When reading the Doc2Vec documentation of gensim, I get a bit confused about some options. For example, the constructor of Doc2Vec has a parameter iter:
iter (int) – Number of iterations (epochs) over the corpus.
Why does the train method then also have a similar parameter called epochs?
epochs (int) – Number of iterations (epochs) over the corpus.
What is the difference between both? There's one more paragraph on it in the docs:
To avoid common mistakes around the model’s ability to do multiple training passes itself, an explicit epochs argument MUST be provided. In the common and recommended case, where train() is only called once, the model’s cached iter value should be supplied as epochs value.
But I do not really understand why the constructor needs a iter parameter and what exactly should be provided for it.
EDIT:
I just saw that there is also the possibility to specify the corpus directly in the constructor rather than calling train() separately. So I think in this case, iter would be used and otherwise epochs. Is that correct?
If so, what is the difference between specifying the corpus in the constructor and calling train() manually? Why would one choose the one or other?
EDIT 2:
Although not mentioned in the docs, iter is now depreciated as parameter of Doc2Vec. It was renamed to epochs to be consistent with the parameter of train(). Training seems to work with that, although I struggle with MemoryErrors.
The parameter in the constructor was originally called iter
, and when doing everything via a single constructor call – supplying the corpus in the constructor – that value would just be used as the number of training passes.

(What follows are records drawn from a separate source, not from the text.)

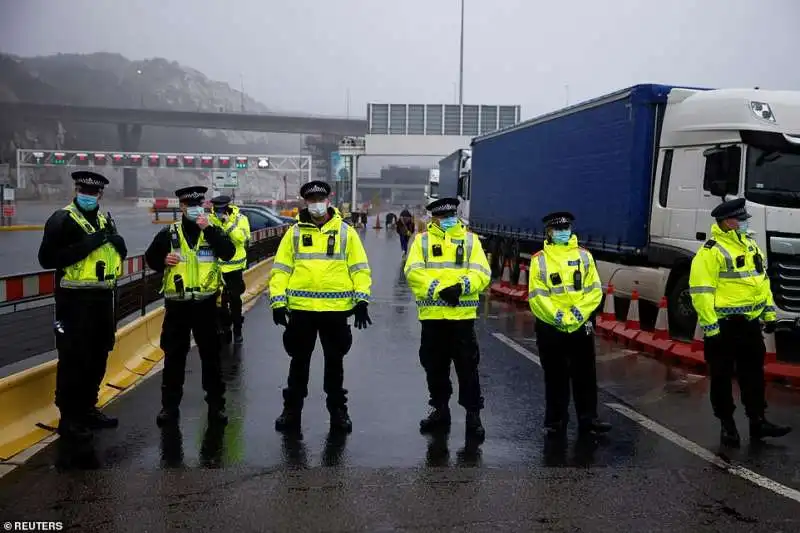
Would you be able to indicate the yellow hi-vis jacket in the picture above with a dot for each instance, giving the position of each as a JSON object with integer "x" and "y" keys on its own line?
{"x": 320, "y": 269}
{"x": 725, "y": 280}
{"x": 433, "y": 264}
{"x": 553, "y": 295}
{"x": 84, "y": 273}
{"x": 238, "y": 229}
{"x": 198, "y": 268}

When the parameters to train()
were expanded and made mandatory to avoid common errors, the term epochs
was chosen as more descriptive, and distinct from the iter
value.
When you specify the corpus in the constructor, build_vocab()
and train()
will be called for you automatically, as part of the construction. For most simple uses, that's fine.
But, if you let those automatic calls happen, you lose the chance to time the steps separately, or to tamper with results of the vocabulary steps before starting training, or to call train()
multiple times (which is usually a bad idea unless you're sure you know what you're doing).